For the average person, the best defense against the virus, in addition to the vaccine, is to double down on masks, social distancing and hand washing.
One glimmer of hope comes from researchers at the Fred Hutchinson Cancer Research Center, where Corey works. They have been mapping possible mutations of SARS-CoV-2 to help in the development of new antibodies and new vaccines.
In a blog posting last week, NIH Director Francis Collins wrote that this research offers promise for a vaccine to protect against variants that haven’t yet appeared.
“It’s already possible in the laboratory to predict which mutations will help SARS-CoV-2 evade our therapies and vaccines, and even to prepare for the emergence of new mutations before they occur,” he wrote.
Other scientists have also been working on a universal coronavirus vaccine, including scientists at the NIH itself. Approaches could range from finding specific antibodies that can neutralize a variety of spike proteins to relying on T cells.

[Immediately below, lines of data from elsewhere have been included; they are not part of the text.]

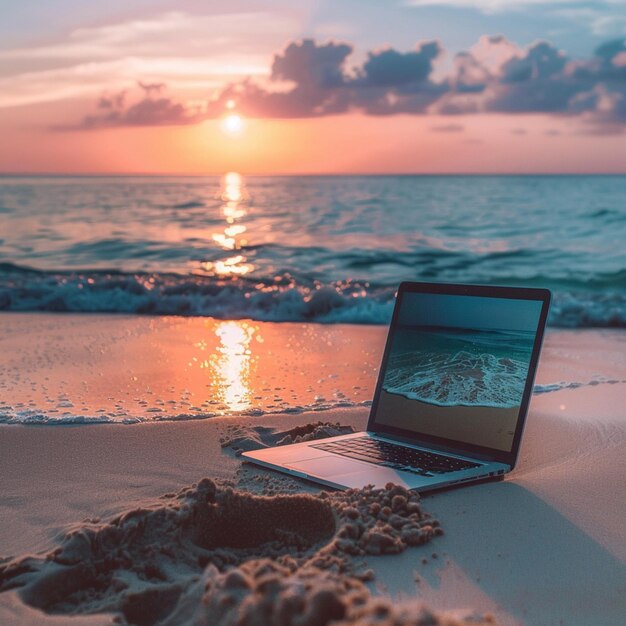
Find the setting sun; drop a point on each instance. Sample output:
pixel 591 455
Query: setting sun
pixel 232 124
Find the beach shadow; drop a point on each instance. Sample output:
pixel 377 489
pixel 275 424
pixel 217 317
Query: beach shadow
pixel 523 554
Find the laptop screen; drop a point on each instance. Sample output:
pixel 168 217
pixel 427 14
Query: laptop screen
pixel 457 367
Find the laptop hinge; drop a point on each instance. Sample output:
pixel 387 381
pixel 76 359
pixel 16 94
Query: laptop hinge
pixel 435 446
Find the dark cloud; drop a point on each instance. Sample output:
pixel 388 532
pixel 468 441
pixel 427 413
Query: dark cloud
pixel 151 110
pixel 308 79
pixel 320 83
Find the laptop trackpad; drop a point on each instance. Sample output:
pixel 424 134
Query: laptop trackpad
pixel 329 466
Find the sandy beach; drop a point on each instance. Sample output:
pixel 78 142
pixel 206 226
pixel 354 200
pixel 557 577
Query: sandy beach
pixel 545 546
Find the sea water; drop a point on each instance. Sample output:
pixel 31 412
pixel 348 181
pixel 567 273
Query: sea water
pixel 322 249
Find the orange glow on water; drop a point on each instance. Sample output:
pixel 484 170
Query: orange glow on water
pixel 231 363
pixel 233 209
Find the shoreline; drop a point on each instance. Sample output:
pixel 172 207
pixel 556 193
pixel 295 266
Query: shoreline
pixel 546 544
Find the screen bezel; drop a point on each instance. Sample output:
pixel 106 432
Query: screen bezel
pixel 449 445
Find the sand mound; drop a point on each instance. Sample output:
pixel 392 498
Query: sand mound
pixel 244 438
pixel 158 563
pixel 265 593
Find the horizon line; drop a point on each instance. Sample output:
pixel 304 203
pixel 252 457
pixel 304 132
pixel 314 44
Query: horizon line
pixel 291 174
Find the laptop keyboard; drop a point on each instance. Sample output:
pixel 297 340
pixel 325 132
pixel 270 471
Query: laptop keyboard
pixel 395 456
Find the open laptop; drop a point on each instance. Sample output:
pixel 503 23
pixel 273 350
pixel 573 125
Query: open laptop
pixel 451 398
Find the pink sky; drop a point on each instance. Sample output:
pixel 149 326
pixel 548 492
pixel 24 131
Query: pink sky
pixel 317 107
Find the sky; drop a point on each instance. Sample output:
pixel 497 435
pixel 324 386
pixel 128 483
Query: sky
pixel 313 87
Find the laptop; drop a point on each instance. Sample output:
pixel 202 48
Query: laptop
pixel 452 394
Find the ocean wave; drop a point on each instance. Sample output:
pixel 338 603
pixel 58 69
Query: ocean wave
pixel 599 303
pixel 461 379
pixel 36 417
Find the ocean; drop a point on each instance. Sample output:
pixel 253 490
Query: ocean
pixel 327 249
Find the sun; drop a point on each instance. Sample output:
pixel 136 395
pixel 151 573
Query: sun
pixel 233 124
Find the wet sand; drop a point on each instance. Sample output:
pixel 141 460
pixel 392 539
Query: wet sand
pixel 547 545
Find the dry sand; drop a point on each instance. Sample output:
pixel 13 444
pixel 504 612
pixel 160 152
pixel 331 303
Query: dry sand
pixel 546 546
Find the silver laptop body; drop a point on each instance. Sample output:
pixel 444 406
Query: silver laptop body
pixel 451 398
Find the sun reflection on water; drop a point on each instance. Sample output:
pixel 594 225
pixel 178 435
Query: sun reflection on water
pixel 230 364
pixel 230 238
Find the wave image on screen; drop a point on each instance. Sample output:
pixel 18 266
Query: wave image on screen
pixel 457 367
pixel 460 367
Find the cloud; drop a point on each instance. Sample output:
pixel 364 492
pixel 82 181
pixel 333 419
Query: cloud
pixel 152 109
pixel 310 79
pixel 316 81
pixel 497 6
pixel 448 128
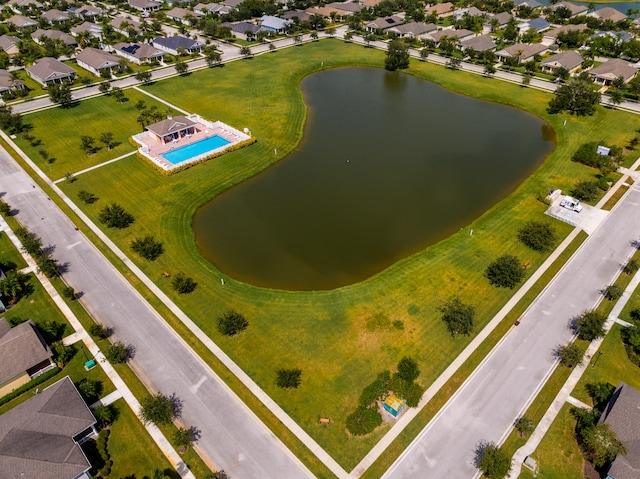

Barney Graham, deputy director of the NIH’s Vaccine Research Center, is one of them. Graham provided the core design used by Moderna and most other major vaccine makers for COVID-19. He started working in 2017 on a vaccine to protect against any possible coronavirus outbreak with antibodies but recently has turned his attention to the new variants of SARS-CoV-2.
Another effort at NIH is being led by Dr. Matthew Memoli. His infectious disease laboratory began last March exploring the possibility of a universal vaccine for this pandemic while also seeking a longer-term solution for any future coronavirus outbreak. They’re looking at identifying antigens – substances that provoke an immune response – that would broadly protect against coronaviruses.
Memoli said he knew from the start of the pandemic that this coronavirus was likely to mutate and might evade the current spate of vaccines.
“I think as we go further and further into the pandemic, as more and more people have immunity either from being exposed to the virus or from getting vaccinated, I think that’s going to put increasing amounts of pressure on the virus to escape through mutation,” said Luca Giurgea, who is working with Memoli.
Back in April, when Giurgea and Memoli submitted an op-ed on the need for a universal coronavirus vaccine to Nature, some peer reviewers at the the scientific journal also questioned whether mutations would really be a problem, Memoli said. The article went forward anyway and was published in May.
Memoli wouldn’t lay out a timetable for their vaccine, saying it would be difficult to predict.
Weissman’s group is more optimistic. Their test of the early experimental vaccine in mice found it protects against COVID-19, SARS and two other strains of coronaviruses currently found only in bats.
The scientists had wondered if they could identify an antibody that would neutralize the spike proteins on a range of different coronaviruses and “we found an antibody that does that,” said Haynes, the lead investigator.
“So,” he continued, “this concept is that you could make a vaccine theoretically that could protect against a wide variety of what’s called betacoronaviruses.”
With luck, Weissman said, they might have a new vaccine based on that discovery sometime next year.